Budget de « la Sécu » définitivement adopté : les médecins déconventionnés verront leurs prescriptions non remboursées
Discrets, marginaux sur le papier mais déterminés dans leurs positions, les médecins de secteur 3 se retrouvent aujourd’hui dans le viseur du législateur.

Avec l’adoption du budget de la Sécurité sociale pour 2026, une mesure controversée relance un débat explosif : celui de l’égalité d’accès aux soins et du rôle de l’Assurance maladie face aux praticiens non conventionnés.
Ils sont peu nombreux à l’échelle nationale : 1 124 médecins libéraux non conventionnés, selon le décompte précis du syndicat SM3, sur près de 108 000 praticiens exerçant en France. Ces médecins dits de secteur 3 ont fait le choix de ne pas signer de convention avec l’Assurance maladie. En contrepartie d’une plus grande liberté tarifaire, leurs patients ne bénéficient que d’un remboursement symbolique, oscillant entre 0,61 € et 1,22 € par consultation.
Jusqu’ici, cette situation concernait essentiellement le coût des consultations. Mais un nouveau cap vient d’être franchi.
Adopté définitivement le 16 décembre 2025, le budget de la Sécurité sociale introduit un article particulièrement sensible. L’article 26 bis prévoit le déremboursement total des prescriptions émises par les médecins de secteur 3 à compter du 1ᵉʳ janvier 2027. Médicaments, soins infirmiers, matériel médical : tout pourrait sortir du champ de la prise en charge.
Initialement, le projet de loi envisageait aussi de taxer les dépassements d’honoraires des médecins de secteur 2. Cette mesure a été abandonnée. Reste une disposition ciblant exclusivement les praticiens non conventionnés, perçus comme les plus réfractaires à la tutelle de l’Assurance maladie.
Une mesure jugée profondément injuste

La réaction des syndicats ne s’est pas fait attendre. L’UFML dénonce une atteinte frontale au principe d’égalité, estimant que dérembourser les soins prescrits à des patients cotisant à la Sécurité sociale est « aussi injuste qu’injustifiable ». Le syndicat agite à nouveau la menace du déconventionnement massif, une arme régulièrement brandie dans les relations tendues entre médecins et pouvoirs publics.

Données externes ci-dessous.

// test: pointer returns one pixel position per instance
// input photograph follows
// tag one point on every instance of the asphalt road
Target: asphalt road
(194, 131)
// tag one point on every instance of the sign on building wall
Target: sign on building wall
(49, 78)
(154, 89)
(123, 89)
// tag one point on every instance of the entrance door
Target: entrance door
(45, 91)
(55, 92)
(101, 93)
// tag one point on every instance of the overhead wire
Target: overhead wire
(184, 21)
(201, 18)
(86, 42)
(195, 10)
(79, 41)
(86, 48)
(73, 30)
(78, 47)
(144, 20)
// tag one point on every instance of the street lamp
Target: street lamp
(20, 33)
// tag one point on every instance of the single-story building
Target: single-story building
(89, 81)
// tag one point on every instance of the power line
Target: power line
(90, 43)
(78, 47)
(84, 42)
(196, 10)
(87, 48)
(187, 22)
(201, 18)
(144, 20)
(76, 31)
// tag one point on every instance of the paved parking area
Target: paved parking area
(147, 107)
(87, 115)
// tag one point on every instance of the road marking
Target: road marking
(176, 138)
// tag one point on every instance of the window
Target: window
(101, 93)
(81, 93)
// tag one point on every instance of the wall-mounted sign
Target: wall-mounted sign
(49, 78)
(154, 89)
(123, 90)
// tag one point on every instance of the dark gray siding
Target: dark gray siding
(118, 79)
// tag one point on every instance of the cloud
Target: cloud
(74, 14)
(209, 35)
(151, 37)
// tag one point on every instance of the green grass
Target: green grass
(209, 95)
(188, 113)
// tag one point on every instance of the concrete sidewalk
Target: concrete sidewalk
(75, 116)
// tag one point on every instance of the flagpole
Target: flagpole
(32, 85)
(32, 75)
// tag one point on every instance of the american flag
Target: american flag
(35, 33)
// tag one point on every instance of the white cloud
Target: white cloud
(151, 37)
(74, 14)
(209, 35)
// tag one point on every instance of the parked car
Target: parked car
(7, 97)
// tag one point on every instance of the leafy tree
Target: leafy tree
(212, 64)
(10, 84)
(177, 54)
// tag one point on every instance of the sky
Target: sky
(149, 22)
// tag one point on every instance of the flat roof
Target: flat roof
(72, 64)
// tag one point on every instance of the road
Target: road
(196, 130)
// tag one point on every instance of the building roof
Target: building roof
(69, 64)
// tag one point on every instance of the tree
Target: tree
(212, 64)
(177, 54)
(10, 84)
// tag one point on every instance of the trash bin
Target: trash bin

Pour les opposants au texte, ce sont les patients qui paieraient le prix fort, indépendamment de leur situation médicale ou géographique.
Qui sont réellement les médecins de secteur 3 ?

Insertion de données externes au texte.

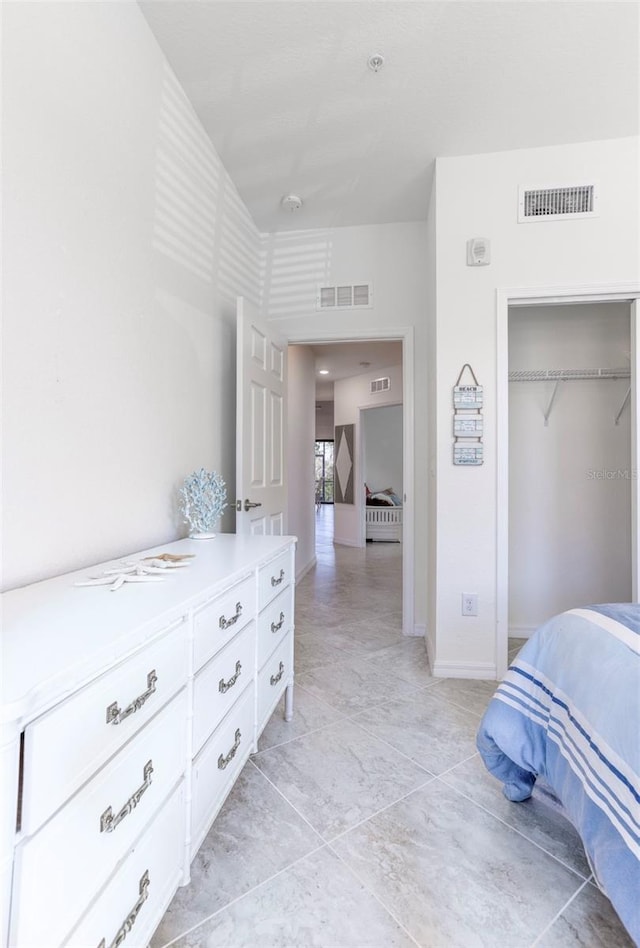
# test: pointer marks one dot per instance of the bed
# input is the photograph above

Contrairement aux idées reçues, ces praticiens ne se limitent pas à une médecine de confort. Près de la moitié sont des généralistes, les autres exerçant des activités dites « à exercice particulier » ou relevant de spécialités comme la dermatologie, la psychiatrie, l’ophtalmologie ou la chirurgie plastique.
Selon le Dr Kamyar Dadsetan, président du syndicat SM3, 75 % des médecins de secteur 3 pratiqueraient une médecine de soins, souvent pour des pathologies lourdes ou chroniques. Il ajoute qu’environ 60 % exercent dans des zones sous-dotées, un argument central dans la contestation de la réforme.
Sur le terrain, certains praticiens défendent leur modèle. La Dre Caroline Journel, généraliste spécialisée en gérontologie, explique avoir quitté l’hôpital après dix ans de carrière. Elle propose des bilans gériatriques longs et approfondis, impossibles à faire entrer dans les cases tarifaires conventionnées.
Selon elle, le déremboursement des prescriptions rendrait tout simplement son activité impossible, notamment pour les soins infirmiers et le matériel médical indispensable à ses patients âgés. Une inquiétude partagée par de nombreux confrères.
Le spectre d’une médecine à deux vitesses

Pour les syndicats, le paradoxe est criant. Dérembourser les prescriptions créerait, selon eux, la véritable médecine à deux vitesses, bien plus que l’existence de consultations non conventionnées. Les patients les plus fragiles risqueraient de renoncer à des soins pourtant nécessaires.
C’est sur ce terrain que se jouera désormais la bataille juridique. Le SM3 a annoncé son intention de saisir le Conseil constitutionnel, arguant d’une rupture manifeste de l’égalité entre assurés sociaux.
2027 : une échéance lourde de conséquences
La date d’entrée en vigueur, fixée au 1ᵉʳ janvier 2027, laisse un délai de réflexion aux praticiens concernés. Mais beaucoup n’envisagent pas de rentrer dans le rang, assure le Dr Dadsetan. Certains évoquent un retour au salariat, d’autres un départ à l’étranger, voire une reconversion professionnelle.
La Dre Journel n’exclut pas elle-même de revoir totalement son avenir. Un choix qui pourrait accentuer la pénurie médicale, notamment dans les territoires déjà fragilisés.